We treat jurisdiction as a design constraint from day one, not a closing afterthought. We define the anchor jurisdiction in or through the UAE, then align holding structures, finance documents, and shareholder arrangements to that anchor. Where foreign regulation or enforcement is material, we build coordinated legal tracks under a single execution plan. This preserves speed while preventing regulatory surprises and enforcement weak points.
What is the typical timeline for a $25M+ Transition Execution mandate?
Timelines vary by complexity, but we operate on a disciplined, pre-agreed schedule that runs from initial mapping to post-closing implementation. We compress concurrent workstreams rather than sequencing them linearly, which keeps decisions and documentation aligned. Where external approvals or third-party consents are gating items, we front-load their processes. The focus remains consistent: control decisions early, eliminate drift, and close on enforced terms.
How do you manage situations where family and institutional capital objectives conflict?
We separate commercial, governance, and emotional interests into distinct work tracks and convert them into explicit, documented positions. From there, we design structures that allocate rights, economics, and decision authority in a way that institutions can underwrite and families can operate. We embed conflict-resolution and exit mechanisms that prevent future deadlock. The family retains clarity and continuity; the capital receives enforceable, bankable terms.

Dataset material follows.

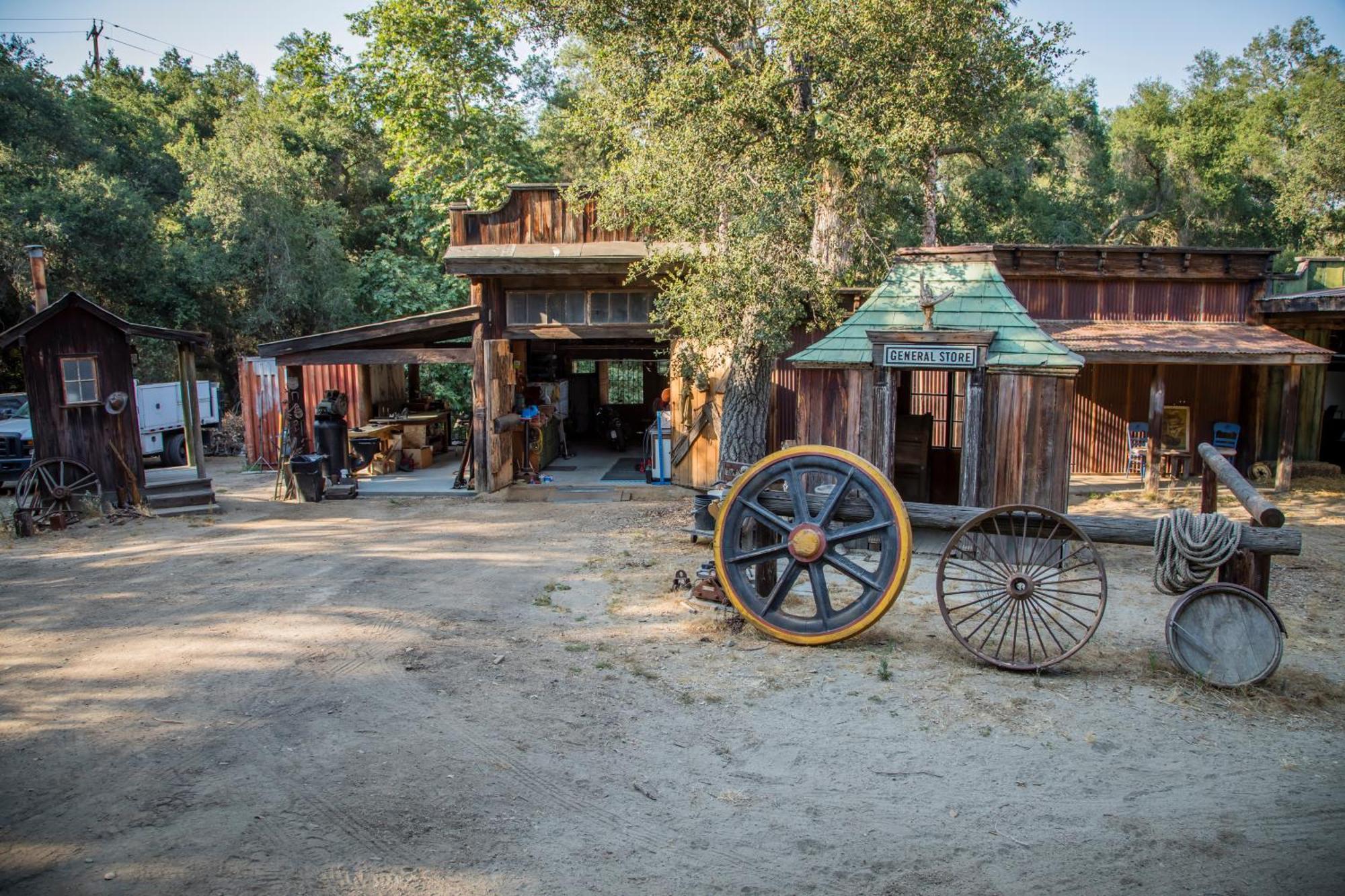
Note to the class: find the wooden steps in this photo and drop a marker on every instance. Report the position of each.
(171, 493)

Can you operate under lender pressure, covenant breaches, or near-distress conditions?
Yes, provided there is still a viable platform to transition and stakeholders prepared to move. In pressured situations we prioritise stabilising covenants, standstills, and interim agreements that create space for an orderly transition. We then restructure ownership and capital concurrently, not sequentially. This compresses risk, keeps lenders engaged, and protects core enterprise value through the transition.

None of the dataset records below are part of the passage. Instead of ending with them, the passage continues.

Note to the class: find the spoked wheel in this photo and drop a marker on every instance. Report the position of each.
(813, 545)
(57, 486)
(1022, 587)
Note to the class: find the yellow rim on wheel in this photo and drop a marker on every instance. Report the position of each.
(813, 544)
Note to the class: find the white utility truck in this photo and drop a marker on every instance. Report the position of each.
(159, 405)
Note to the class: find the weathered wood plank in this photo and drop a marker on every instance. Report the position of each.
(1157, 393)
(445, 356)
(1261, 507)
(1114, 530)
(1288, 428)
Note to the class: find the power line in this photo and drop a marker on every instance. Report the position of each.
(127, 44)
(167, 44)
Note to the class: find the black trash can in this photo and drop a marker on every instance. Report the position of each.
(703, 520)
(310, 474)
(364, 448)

How involved are you with boards and management during the execution process?
We operate at board and owner level, while maintaining structured communication with management. Boards receive decision-ready frameworks, risk assessments, and term options rather than open-ended discussions. Management engagement is channelled through clear scopes tied to data, operational continuity, and implementation. This keeps governance aligned and avoids internal confusion or parallel negotiations.
When should we engage you for a $25M+ transition?

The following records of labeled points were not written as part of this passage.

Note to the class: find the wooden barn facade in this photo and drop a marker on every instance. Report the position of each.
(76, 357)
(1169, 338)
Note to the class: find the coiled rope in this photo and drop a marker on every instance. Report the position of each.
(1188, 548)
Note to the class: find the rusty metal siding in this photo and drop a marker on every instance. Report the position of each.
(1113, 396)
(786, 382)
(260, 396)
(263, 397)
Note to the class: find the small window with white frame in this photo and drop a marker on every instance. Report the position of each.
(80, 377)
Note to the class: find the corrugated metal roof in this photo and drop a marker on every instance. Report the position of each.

Engage when a control, ownership, or capital change becomes inevitable, whether triggered by succession, investor pressure, strategic shifts, or regulatory direction. Early engagement allows us to stabilise the environment, define the target end-state, and structure the transition path before stakeholders move independently. We then own the execution from first framework to final closing. When the stakes, visibility, and complexity are high, $25M+ Transition Execution becomes non-optional.